Shaw’s blueprint is to raise these buildings to make room for shopping or entertainment complexes in the space that will be created below. And in order not to jeopardize the original appearance of the area, a roof, for pedestrian use, will also be built atop the current riverside roads. That will give the impression the Bund buildings have the same look as before, despite them being slightly taller.
Can’t we have a few square meters of this city that aren’t intended for commercial use? Do we really need more Armani stores?

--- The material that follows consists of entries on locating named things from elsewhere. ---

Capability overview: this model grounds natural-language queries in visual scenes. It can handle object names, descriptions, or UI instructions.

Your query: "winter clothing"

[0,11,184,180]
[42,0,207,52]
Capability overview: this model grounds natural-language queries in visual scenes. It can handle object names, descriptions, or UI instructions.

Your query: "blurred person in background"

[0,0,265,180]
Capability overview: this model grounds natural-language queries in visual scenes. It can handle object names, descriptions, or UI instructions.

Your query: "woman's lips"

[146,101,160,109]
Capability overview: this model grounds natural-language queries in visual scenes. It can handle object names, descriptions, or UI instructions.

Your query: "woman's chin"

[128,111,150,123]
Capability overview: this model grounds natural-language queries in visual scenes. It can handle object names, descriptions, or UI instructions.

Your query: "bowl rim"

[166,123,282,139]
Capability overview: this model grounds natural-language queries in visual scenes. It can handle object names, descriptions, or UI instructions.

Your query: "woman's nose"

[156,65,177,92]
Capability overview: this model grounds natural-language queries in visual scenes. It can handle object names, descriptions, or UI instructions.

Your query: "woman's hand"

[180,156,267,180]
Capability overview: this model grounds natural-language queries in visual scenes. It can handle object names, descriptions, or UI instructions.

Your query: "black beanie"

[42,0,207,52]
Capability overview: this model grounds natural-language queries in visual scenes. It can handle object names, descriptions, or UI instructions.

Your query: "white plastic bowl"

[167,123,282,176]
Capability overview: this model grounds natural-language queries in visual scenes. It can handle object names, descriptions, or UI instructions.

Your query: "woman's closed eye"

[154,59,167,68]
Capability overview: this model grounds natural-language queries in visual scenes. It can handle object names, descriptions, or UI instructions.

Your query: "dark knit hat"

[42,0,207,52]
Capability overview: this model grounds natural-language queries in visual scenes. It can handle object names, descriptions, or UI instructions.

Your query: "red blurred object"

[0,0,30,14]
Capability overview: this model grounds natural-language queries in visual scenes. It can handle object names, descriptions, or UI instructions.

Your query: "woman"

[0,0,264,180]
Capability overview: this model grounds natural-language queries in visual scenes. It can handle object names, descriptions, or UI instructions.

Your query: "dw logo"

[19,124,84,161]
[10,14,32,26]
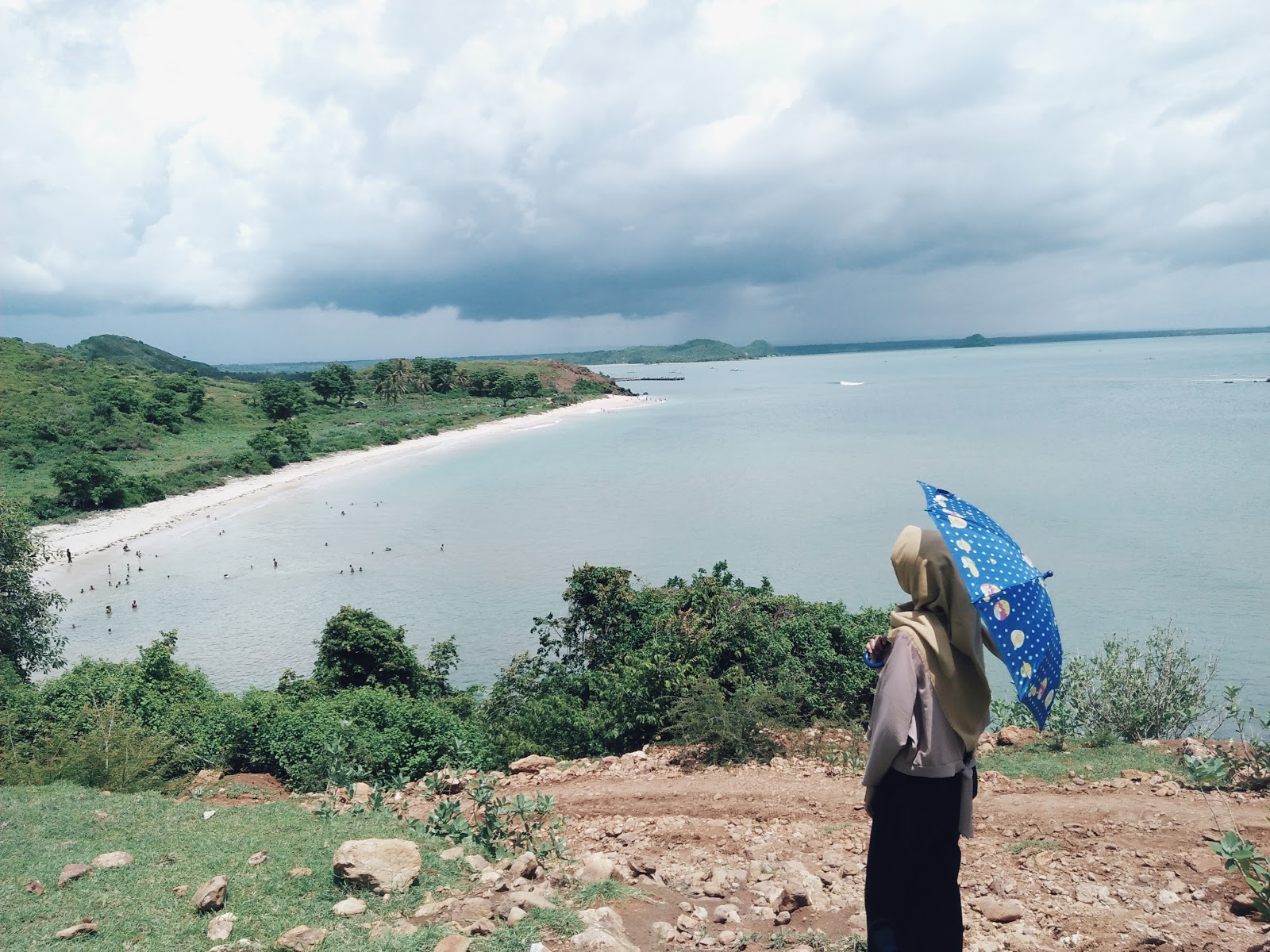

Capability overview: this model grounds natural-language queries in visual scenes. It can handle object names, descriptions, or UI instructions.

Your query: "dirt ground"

[506,753,1270,952]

Shaw (who is actually Beijing-born) was the man behind the huge project a few years ago that lifted and moved the Shanghai Concert Hall some 70 meters to its current location. That was a worthy endeavor. The Shanghai Concert Hall is a grand old building (some more pics here, here and here) that was wasting away in the the shadow of Yan’An Elevated Road.

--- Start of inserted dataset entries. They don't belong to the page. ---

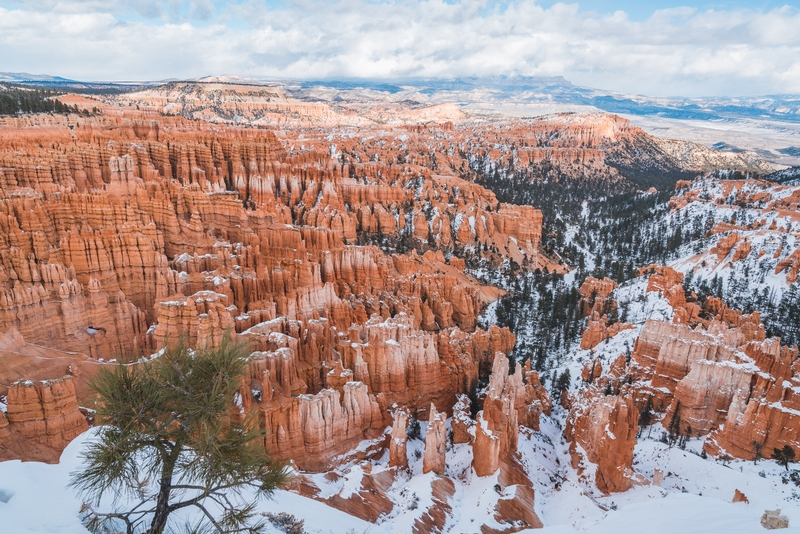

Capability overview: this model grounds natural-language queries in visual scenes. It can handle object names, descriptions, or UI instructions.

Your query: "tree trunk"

[147,454,177,534]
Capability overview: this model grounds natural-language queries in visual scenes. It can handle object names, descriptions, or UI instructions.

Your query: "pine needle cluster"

[71,340,287,534]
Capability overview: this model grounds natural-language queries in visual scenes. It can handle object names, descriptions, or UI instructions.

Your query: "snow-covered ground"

[9,418,800,534]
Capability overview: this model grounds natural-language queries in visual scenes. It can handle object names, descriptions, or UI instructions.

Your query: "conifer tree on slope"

[71,340,286,534]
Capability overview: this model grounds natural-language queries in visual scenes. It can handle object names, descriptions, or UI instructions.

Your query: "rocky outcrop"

[581,314,634,350]
[0,376,89,462]
[0,111,558,469]
[629,270,800,459]
[564,386,639,493]
[578,276,617,316]
[472,353,520,476]
[422,404,447,475]
[761,510,789,530]
[389,408,410,469]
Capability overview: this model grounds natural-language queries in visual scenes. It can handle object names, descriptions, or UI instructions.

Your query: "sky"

[0,0,800,96]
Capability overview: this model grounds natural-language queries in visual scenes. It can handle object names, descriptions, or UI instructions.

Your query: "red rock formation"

[0,376,89,462]
[581,358,603,384]
[775,248,800,284]
[451,395,475,443]
[564,387,639,493]
[0,109,558,469]
[472,353,520,476]
[711,232,739,262]
[581,314,634,350]
[422,404,447,475]
[629,268,800,459]
[411,476,456,534]
[389,408,410,469]
[578,276,617,316]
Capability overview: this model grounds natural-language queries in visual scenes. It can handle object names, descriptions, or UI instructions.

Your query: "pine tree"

[70,341,286,534]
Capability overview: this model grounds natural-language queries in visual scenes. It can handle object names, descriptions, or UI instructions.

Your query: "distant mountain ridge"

[0,72,800,124]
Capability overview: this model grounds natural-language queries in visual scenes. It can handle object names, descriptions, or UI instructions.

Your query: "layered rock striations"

But this Bund idea makes us think that Shaw has watched Ocean’s 12 a few too many times. You can’t just go around raising buildings willy nilly.
But you can, it seems, go around razing buildings as you like. No problems there. A recent Reuters story focuses on the old neighborhoods earmarked for destruction and the tens of thousands of families being relocated to make room for the 2010 World Expo. (Shanghaiist must admit that we didn’t even know the world still had World Expos until we moved to Shanghai in 2002. We guess they’re still a big deal?)
Shanghai’s Expo will take up a space “nearly twice the size of New York’s Central Park and involve up to $25 billion in preparatory spending.” But that wasn’t the monetary figure in the story that caught us by surprise. They talked to a man named Ba Jin, who was being forced out of a neighborhood his family had occupied for 200 years:
Ba said he expected to receive the equivalent of about $1,000 in resettlement compensation, but added that this would be far from enough to buy a new home in his old neighbourhood. He plans to stay in the area, though, while others are being moved to Minhang, a desolate industrial district south of the city centre.
One thousand dollars? Surely this must be a typo. Maybe per square meter? Not too long ago, we talked with a man who was about to be relocated from his longtang home near Xintiandi. He said he was going to get more than a couple hundred thousand US dollars for his small place. Was that just because of his proximity to Starbucks?